Parte das comemorações pelo dia internacional da mulher, o lançamento do livro Mulheres negras do Brasil(Editoras Senac) significa para os organizadores da obra, Schuma Schumaher e Érico Vital Brazil, “um profundo mergulho em contundentes silêncios da historiografia brasileira”. À época das comemorações pelos 500 anos do Brasil, lembra Schuma, a idéia era fazer uma publicação que trouxesse à luz a participação das mulheres nos cinco séculos de história do país.
“Pensávamos em fazer um levantamento sobre o papel das mulheres em nossa história e dar visibilidade a essas contribuições. A primeira idéia foi fazer um dicionário que agrupasse biografias de mulheres de diferentes segmentos. Logo nos deparamos com as dificuldades em encontrar biografias ou quaisquer registros de mulheres negras. As informações disponíveis não batiam. Então decidimos que estava na hora de ir buscar essas referências e dar visibilidade a elas”, diz Schuma.
Depois de lançar, ainda em 2000, o Dicionário Mulheres do Brasil — de 1500 até a Atualidade, Schuma Schumaher e Érico Vital Brazil resolveram fazer um livro, não mais no formato de dicionário, mas que fizesse um relato histórico dos 500 anos das mulheres negras no Brasil. Assim foi concebida a obra, que começa na África, em 1450, e mostra como as mulheres negras foram arrastadas de suas pátrias e levadas para o novo mundo.
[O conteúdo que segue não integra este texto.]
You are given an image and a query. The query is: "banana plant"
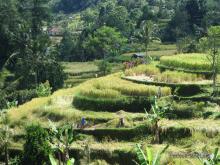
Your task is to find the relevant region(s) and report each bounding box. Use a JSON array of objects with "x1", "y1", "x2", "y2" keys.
[
  {"x1": 49, "y1": 121, "x2": 75, "y2": 165},
  {"x1": 135, "y1": 144, "x2": 169, "y2": 165},
  {"x1": 199, "y1": 148, "x2": 220, "y2": 165}
]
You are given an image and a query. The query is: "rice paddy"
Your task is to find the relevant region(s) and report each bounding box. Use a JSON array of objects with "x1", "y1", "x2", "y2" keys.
[
  {"x1": 160, "y1": 53, "x2": 211, "y2": 71},
  {"x1": 125, "y1": 63, "x2": 209, "y2": 83}
]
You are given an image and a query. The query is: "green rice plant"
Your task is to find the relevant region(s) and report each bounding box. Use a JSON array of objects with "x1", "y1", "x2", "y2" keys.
[
  {"x1": 155, "y1": 71, "x2": 205, "y2": 83},
  {"x1": 160, "y1": 53, "x2": 211, "y2": 71},
  {"x1": 80, "y1": 88, "x2": 121, "y2": 98},
  {"x1": 80, "y1": 75, "x2": 171, "y2": 98},
  {"x1": 135, "y1": 144, "x2": 169, "y2": 165},
  {"x1": 125, "y1": 65, "x2": 205, "y2": 83},
  {"x1": 73, "y1": 74, "x2": 171, "y2": 112},
  {"x1": 125, "y1": 65, "x2": 160, "y2": 76}
]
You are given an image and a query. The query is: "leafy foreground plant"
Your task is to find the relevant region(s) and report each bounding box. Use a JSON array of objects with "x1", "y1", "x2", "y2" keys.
[
  {"x1": 145, "y1": 96, "x2": 169, "y2": 143},
  {"x1": 135, "y1": 144, "x2": 169, "y2": 165},
  {"x1": 199, "y1": 148, "x2": 220, "y2": 165},
  {"x1": 49, "y1": 121, "x2": 75, "y2": 165}
]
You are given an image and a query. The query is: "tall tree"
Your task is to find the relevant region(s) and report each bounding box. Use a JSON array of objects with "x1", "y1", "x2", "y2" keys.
[{"x1": 0, "y1": 0, "x2": 20, "y2": 70}]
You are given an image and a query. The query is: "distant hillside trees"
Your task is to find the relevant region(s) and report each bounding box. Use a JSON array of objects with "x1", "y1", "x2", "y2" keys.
[
  {"x1": 83, "y1": 26, "x2": 126, "y2": 59},
  {"x1": 54, "y1": 0, "x2": 99, "y2": 13}
]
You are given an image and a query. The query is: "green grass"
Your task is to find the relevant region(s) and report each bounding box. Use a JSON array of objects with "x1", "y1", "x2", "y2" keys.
[
  {"x1": 160, "y1": 53, "x2": 211, "y2": 71},
  {"x1": 76, "y1": 74, "x2": 171, "y2": 98},
  {"x1": 62, "y1": 62, "x2": 98, "y2": 74},
  {"x1": 125, "y1": 63, "x2": 210, "y2": 83}
]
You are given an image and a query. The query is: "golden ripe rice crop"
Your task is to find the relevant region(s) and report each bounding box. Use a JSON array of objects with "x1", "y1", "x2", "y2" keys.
[
  {"x1": 79, "y1": 74, "x2": 171, "y2": 98},
  {"x1": 160, "y1": 53, "x2": 211, "y2": 71}
]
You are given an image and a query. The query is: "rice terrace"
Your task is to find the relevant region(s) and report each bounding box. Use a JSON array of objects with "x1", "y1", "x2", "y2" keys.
[{"x1": 0, "y1": 0, "x2": 220, "y2": 165}]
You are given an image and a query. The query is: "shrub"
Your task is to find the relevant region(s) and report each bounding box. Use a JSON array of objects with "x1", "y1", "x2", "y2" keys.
[
  {"x1": 23, "y1": 125, "x2": 51, "y2": 165},
  {"x1": 36, "y1": 81, "x2": 52, "y2": 97}
]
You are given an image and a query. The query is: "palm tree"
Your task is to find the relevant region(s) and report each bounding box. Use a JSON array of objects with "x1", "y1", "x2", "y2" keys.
[
  {"x1": 145, "y1": 96, "x2": 166, "y2": 143},
  {"x1": 199, "y1": 148, "x2": 220, "y2": 165},
  {"x1": 135, "y1": 144, "x2": 169, "y2": 165},
  {"x1": 49, "y1": 121, "x2": 75, "y2": 165}
]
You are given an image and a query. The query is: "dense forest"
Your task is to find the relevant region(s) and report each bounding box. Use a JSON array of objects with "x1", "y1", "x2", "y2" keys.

Neste primeiro capítulo, o livro fala também da bula papal de 1454, documento no qual o papa Nicolau V autorizava a escravização de pagãos.
Os outros três capítulos trazem o leitor até os dias atuais, apresentando cerca de 950 reproduções selecionadas entre os mais de 10 mil documentos iconográficos pesquisados, incluindo pinturas a óleo, aquarelas, gravuras, desenhos e fotografias. Além dos dados pessoais que conseguiram reunir, os organizadores narram alguns fatos e processos sociais relativos às mulheres afro-descendentes, muitos deles ainda inéditos na historiografia.
Ao ler os capítulos Abolindo o império e República das mulheres, e ver o papel que as mulheres negras desempenhavam tanto no império quanto nos cem anos que se seguiram à proclamação da República, o leitor vai perceber o quanto elas avançaram em termos de direitos. “Houve avanço porque as mulheres negras atuaram com força e competência, até conseguirem reverter a posição de escravidão e de submissão”, afirma Schuma.
Uma das mais atuantes feministas no cenário nacional, Schuma lembra que houve um tempo em que o feminismo, que dizia “somos todas iguais”, não percebia as diferenças. “Fomos percebendo as especificidades e que não éramos todas iguais. Se o propósito era a busca de direitos iguais, então era necessário olhar as diferenças”, observa.
Atualmente, segundo ela, o feminismo já incorporou em sua agenda a questão da superação do racismo. “Não diria que, na prática, isso já aconteceu totalmente. A ausência de mulheres negras é tão naturalizada e incorporada neste cenário embranquecido, que elas ainda não protagonizam discussões importantes. Mas é claro que houve um grande avanço”, conclui.
Para a autora, este avanço fica bem claro no último capítulo do livro – Rasgando os panos – que apresenta as mulheres negras no mundo da política e sua participação no movimento negro nas últimas três décadas, na cultura (artesanato, dança e literatura) e nos esportes.
O livro estará disponível para compra em todas as livrarias a partir do dia 14 de março.
Schuma Schumaher é pedagoga, especialista em Orientação Educacional e Administração Escolar. Integra o Movimento Feminista desde 1978. Foi Secretária Executiva e Diretora de Articulação Política do Conselho Nacional dos Direitos da Mulher (1985-88). Atualmente é Coordenadora Executiva da Organização Não Governamental Feminista- REDEH – Rede de Desenvolvimento Humano. Em 2004 recebeu o prêmio de Mulher do Ano (Diploma Bertha Lutz) concedido pelo Senado Federal e foi uma das 52 mulheres brasileiras indicadas ao Prêmio Nobel da Paz, em 2005.